FUW TRENDS IN SCIENCE & TECHNOLOGY JOURNAL
(A Peer Review Journal)
e–ISSN: 2408–5162; p–ISSN: 2048–5170
keywords: Heavy metals, groundwater, water quality, Sharada, North-western, Kano
The current research examined the level of groundwater contamination in Sharada industrial area of Kano, Nigeria. Groundwater samples were collected, examined and analyzed for water quality parameters (physicochemical and heavy metals) and compared with permissible water quality standards (World Health Organisation (WHO); Nigeria Standard for Drinking Water Quality (NSDWQ); and National Agency for Food, Drug and Control (NAFDAC). A random sampling method was employed in collecting the samples from three (3) different locations of Sharada phase I, II and III. Heavy metals were determined using Atomic Absorption Spectrophotometer and titration was employed to determine physicochemical parameters while pH, electrical conductivity (EC) and temperature were measured in-situ.
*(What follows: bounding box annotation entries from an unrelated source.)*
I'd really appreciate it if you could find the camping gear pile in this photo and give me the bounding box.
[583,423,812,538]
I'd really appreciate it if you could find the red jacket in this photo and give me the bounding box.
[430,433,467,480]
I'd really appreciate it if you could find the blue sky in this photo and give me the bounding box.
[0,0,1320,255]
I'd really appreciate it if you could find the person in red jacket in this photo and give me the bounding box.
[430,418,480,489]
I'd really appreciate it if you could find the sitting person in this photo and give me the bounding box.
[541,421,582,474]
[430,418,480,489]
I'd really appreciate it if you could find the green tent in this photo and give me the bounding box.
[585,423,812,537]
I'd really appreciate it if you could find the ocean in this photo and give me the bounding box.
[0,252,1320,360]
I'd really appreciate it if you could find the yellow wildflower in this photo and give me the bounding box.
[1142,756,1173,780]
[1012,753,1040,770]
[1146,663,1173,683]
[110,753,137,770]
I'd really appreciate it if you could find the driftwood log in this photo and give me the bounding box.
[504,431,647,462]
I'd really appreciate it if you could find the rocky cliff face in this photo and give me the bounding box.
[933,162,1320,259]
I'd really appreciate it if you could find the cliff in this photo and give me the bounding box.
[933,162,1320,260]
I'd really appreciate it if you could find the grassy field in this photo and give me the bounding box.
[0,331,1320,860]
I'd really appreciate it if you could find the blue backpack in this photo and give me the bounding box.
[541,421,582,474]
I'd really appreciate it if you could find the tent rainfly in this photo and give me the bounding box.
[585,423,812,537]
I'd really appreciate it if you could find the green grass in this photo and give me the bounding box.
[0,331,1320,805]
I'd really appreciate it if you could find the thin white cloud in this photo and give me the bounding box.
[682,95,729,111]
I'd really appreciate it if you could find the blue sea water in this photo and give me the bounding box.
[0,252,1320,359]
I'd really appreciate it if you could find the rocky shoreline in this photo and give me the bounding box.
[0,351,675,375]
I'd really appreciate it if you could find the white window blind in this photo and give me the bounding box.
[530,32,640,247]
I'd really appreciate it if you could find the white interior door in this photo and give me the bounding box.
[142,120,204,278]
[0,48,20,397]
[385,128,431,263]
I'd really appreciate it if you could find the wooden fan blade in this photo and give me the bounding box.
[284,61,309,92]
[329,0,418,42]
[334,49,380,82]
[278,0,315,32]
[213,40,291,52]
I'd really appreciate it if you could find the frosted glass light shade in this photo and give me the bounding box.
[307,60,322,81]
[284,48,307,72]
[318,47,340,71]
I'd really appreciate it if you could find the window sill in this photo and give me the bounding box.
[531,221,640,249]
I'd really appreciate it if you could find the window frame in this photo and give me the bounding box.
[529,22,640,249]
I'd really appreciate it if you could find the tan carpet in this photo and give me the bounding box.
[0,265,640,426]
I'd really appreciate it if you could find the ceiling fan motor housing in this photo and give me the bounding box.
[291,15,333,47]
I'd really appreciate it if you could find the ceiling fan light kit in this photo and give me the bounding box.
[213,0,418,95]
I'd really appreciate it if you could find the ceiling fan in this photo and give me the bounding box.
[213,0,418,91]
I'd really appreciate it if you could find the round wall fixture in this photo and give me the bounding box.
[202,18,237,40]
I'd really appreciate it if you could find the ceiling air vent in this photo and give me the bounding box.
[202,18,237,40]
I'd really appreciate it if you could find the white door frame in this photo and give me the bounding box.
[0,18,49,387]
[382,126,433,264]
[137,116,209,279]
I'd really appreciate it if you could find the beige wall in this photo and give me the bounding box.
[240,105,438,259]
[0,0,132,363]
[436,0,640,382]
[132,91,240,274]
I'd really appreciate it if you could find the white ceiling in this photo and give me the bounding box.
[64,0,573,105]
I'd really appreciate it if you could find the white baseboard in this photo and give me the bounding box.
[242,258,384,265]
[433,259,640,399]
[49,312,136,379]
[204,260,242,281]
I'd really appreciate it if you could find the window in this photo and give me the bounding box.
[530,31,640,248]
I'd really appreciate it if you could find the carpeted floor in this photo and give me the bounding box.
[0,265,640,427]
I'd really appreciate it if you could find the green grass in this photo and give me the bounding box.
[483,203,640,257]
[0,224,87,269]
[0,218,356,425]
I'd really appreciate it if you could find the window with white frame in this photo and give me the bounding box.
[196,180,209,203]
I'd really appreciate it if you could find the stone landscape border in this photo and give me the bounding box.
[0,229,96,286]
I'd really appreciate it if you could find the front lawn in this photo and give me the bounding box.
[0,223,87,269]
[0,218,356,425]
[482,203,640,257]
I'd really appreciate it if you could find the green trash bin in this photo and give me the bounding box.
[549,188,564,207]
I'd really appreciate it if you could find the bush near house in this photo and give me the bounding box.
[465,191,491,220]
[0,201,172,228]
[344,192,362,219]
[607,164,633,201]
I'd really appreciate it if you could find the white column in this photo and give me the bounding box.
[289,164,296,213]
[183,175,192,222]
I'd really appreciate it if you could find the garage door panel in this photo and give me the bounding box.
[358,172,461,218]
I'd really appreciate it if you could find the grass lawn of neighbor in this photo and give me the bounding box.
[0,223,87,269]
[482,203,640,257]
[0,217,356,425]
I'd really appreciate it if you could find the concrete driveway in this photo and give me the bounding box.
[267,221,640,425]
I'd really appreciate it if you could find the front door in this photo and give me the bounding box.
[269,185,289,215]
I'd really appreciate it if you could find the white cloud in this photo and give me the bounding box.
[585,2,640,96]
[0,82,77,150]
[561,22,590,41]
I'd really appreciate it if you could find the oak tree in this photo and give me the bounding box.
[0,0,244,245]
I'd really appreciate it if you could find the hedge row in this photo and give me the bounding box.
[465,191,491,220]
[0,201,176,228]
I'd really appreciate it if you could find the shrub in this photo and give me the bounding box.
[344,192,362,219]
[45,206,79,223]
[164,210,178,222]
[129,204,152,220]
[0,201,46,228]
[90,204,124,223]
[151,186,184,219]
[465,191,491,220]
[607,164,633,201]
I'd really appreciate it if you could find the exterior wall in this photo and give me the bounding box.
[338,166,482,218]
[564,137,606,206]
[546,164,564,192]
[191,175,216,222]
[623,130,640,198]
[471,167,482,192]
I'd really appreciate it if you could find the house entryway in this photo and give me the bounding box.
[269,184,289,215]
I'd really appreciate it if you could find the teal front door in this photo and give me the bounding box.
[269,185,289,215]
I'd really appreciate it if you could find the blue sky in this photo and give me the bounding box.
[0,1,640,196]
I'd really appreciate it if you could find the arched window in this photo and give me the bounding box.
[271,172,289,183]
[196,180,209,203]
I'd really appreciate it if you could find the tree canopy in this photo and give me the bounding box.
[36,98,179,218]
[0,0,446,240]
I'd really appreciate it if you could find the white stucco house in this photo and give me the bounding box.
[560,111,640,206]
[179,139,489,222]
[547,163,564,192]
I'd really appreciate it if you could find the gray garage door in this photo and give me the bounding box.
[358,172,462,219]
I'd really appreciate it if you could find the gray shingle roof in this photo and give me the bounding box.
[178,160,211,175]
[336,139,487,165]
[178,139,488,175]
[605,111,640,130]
Results obtained from the analysis of the heavy metal in the sampled hand dug wells revealed mean concentration ranges of Cd(0.10-0.20 mg/l), Cr(0.0370-0.0925 mg/L), Pb(0.0650-0.1305 mg/L) and Zn(0.0280-0.0420 mg/L) while the sampled boreholes recorded mean concentration ranges of Cd(0.10mg/L), Cr(0.0925-0.1110 mg/L), Pb(0.0430-0.1085 mg/L) and Zn(0.0560-0.0830 mg/L). In comparison with standards requirement for water quality, it was found that some of the parameters were above the standard quality for water requirements. Analyses also revealed that, the mean concentration of heavy metals like (Cd Cr and Pb) were found to be above standard water quality requirement, while Zn level did not exceed the standard limits. In conclusion, improper discharge of untreated effluents in the environment could have led to the contamination levels by heavy metals and other parameters detected in this study. It is therefore recommended that industrial, domestic and agricultural effluents should be subjected to the required treatment standards and constant monitoring of disposal processes of both industrial and domestic effluents in the study area that would guarantee protection of groundwater resources in the locality should be implored.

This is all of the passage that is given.